User Feedback in Personalized Recommendation

labajMartin Labaj
doctoral study, supervised by Mária Bieliková

Abstract. Practically every personalized system operates on some form of user modelling. The data collection (from feedback gathered from users) is an important stage of this process. User input, both implicit and explicit, is used to infer user’s knowledge, interests, or traits and based on this, information can be adapted for the user. Recommender systems suggesting items, pathways through items, sequences, etc. are one example of personalized systems.

In our research, we are exploring use of implicit and explicit feedback in personalized systems, specifically in personalized recommendation. Although both types of user feedback and their combinations have been already extensively researched, there are open problems. In implicit feedback, we focus on user browsing behaviour, where parallel browsing (tabbing) is invisible to traditional web usage mining methods (as opposed to often assumed linear browsing). We proposed a model of browsing behaviour and tabbing reconstruction from client-side scripting and realized it in an adaptive learning system, discovering new relations between learning objects and knowing how users work with resources while studying.

When collecting the explicit feedback, it is important when to ask for it and how. We created an adaptive evaluation questions method, where we elicit both object rating and personalization evaluation feedback from the user at the correct moments without interrupting her work. Retrieved feedback is of more quality and quantity than when asked at random moments or when we are waiting for the user to take the initiative and provide the rating herself. Another issue is the way in which the users rate – a user should rate with personalized scales and the collected feedback should be comparable between users with different rating styles (e.g. one user always rates low and only occasionally uses high rating, while other user always rates high) and even on different scales.

Personalised Recommendation of Learning Sources

lacnyJozef Lačný
master study, supervised by Michal Kompan

Abstract. Nowadays large amount of information is offered to the user via various information systems and e-shops. Therefore selection of this information is very important for the user. There has been much work done in the field of developing recommender systems to provide relevant information for the user – systems based on collaborative filtering, content analysis and many others.

Interesting application domain for personalized recommendation arises in the field of learning systems, where one of the challenges is to recommend appropriate learning sources to accomplish best studying results and enhance learning efficiency.

In our work we aim to find a method for recommentadion of learning resources in personalized learning system for implicitly determined temporal groups. Our method will take into account the users’ expertise in studied area but the overall expertise of the group as well to recommend propriate learning resouces. To accomplish that, we need to find a comprimise between the single user’s satisfaction and the group’s satisfaction. We believe that supporting collaborative learning and communication within the group in the learning system will increase the user experience and help students to achieve better results in shorten time.

OwNet – The offline web

laniMarek Láni
master study, supervised by Karol Rástočný (Team Project)

Abstract. Last year, I have had chance to take part in competition called Imagine Cup. Our team worked on project – OwNet, whose main idea was the offline Internet. Work on this project was also part of my bachelor work and I was focused mainly on functionality connected with user groups. As the offline Internet became theme for subject Team project this year, our team growed bigger and we are going to further develop OwNet. At the same time I am in state of choosing a theme for my diploma work.

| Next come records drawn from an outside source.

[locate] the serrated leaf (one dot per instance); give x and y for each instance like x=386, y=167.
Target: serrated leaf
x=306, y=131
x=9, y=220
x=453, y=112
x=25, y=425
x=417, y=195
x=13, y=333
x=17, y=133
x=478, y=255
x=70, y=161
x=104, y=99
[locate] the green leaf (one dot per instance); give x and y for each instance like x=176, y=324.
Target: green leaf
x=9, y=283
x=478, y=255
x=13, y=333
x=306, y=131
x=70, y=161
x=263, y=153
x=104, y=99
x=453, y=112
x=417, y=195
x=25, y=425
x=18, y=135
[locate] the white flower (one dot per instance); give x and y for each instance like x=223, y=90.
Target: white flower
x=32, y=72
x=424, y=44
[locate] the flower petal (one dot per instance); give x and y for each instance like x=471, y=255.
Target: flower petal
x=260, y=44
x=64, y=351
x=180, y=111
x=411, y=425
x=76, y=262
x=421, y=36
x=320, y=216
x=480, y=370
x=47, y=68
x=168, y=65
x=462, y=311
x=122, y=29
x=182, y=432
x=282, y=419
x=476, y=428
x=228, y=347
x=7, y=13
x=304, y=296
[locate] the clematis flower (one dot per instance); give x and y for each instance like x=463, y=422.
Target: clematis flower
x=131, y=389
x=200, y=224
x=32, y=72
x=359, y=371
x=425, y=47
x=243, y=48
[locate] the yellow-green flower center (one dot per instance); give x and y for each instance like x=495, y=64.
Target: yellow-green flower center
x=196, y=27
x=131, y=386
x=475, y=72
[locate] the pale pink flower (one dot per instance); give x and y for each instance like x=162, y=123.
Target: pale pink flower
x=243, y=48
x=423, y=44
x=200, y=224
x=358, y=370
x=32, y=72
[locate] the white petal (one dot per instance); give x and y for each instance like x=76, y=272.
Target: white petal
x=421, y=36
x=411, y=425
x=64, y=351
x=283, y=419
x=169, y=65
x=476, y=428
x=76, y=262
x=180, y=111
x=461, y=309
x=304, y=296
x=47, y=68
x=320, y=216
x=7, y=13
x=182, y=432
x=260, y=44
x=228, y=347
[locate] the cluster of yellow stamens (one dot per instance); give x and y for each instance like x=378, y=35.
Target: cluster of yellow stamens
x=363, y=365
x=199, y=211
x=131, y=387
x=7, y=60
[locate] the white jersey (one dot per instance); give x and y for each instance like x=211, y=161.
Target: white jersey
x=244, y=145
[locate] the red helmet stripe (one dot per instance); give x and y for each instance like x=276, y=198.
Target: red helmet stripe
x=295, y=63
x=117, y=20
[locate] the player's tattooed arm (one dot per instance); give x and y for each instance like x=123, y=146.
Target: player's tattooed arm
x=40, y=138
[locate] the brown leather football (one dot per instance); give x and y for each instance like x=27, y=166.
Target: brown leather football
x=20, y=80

Researcher Modeling in Personalized Digital Library

mliptak2Martin Lipták
master study, supervised by Mária Bieliková

Abstract. Researchers use digital libraries to either find solutions to particular problems concerning their current research or just to keep track with the newest trends in areas of their interest. However, the amount of information in digital libraries grows exponentially. This has two serious consequences. Firstly, many interesting works are unnoticed. Secondly, researchers spend too much time reading articles that turn out low-quality, unrelated to their current research or unrelated to their other interests. These kinds of problems are nowadays solved with recommendation systems or more effectively with personalized recommendation systems. The core of every personalized system is its user model.

Our aim is to design and implement a user model based on data from Annota. Our model will leverage the articles the user has read, the tags and folders she has used, the terms she has searched for, etc. Furthermore, user data from the Mendeley library organization service will be integrated. Probably a personalized article recommendation service for Annota will be used for its evaluation. At this point we are also considering other options as personalized search results or personalized article recommendation service for Mendeley. Based on available user data and evaluation options, we will seek for suitable representation and creation process of researcher (user) model in domain of digital libraries.

Unified Search of Linked Data on the Web

p_mackoPeter Macko
master study, supervised by Michal Holub

Abstract. Searching for information on the Web is increasingly difficult because of its enormous growth. To make matters worse, most of the data published on the Web is in unstructured format. However, more and more structured data is being published, which is also evident from the emergence of unifying initiatives like Linked Data. Structured data enable us to make web applications allowing users to search for information more comfortably. But querying this type of data is not a trivial task.

Nowadays, there are various structured data sources, but only few search engines are able to search in them utilizing the full power of the provided semantics. The majority of the search engines search for information using keywords which may not always give the users the results they desire. To utilize the full power of the structured data a special query language, like SPARQL, has to be used. However, queries in this language are not easily constructible for majority of standard users.

We would like to change this fact by creating complex search engine which could understand pseudo-natural language of humans. These queries will be transformed to SPARQL language and executed on an ontological database. Our method handles queries from the user. Then we analyze query using dictionary and Standford CoreNLP and try to match separate words against entities and their relations in database. After this step, we have enough information to construct request in SPARQL language against ontological database.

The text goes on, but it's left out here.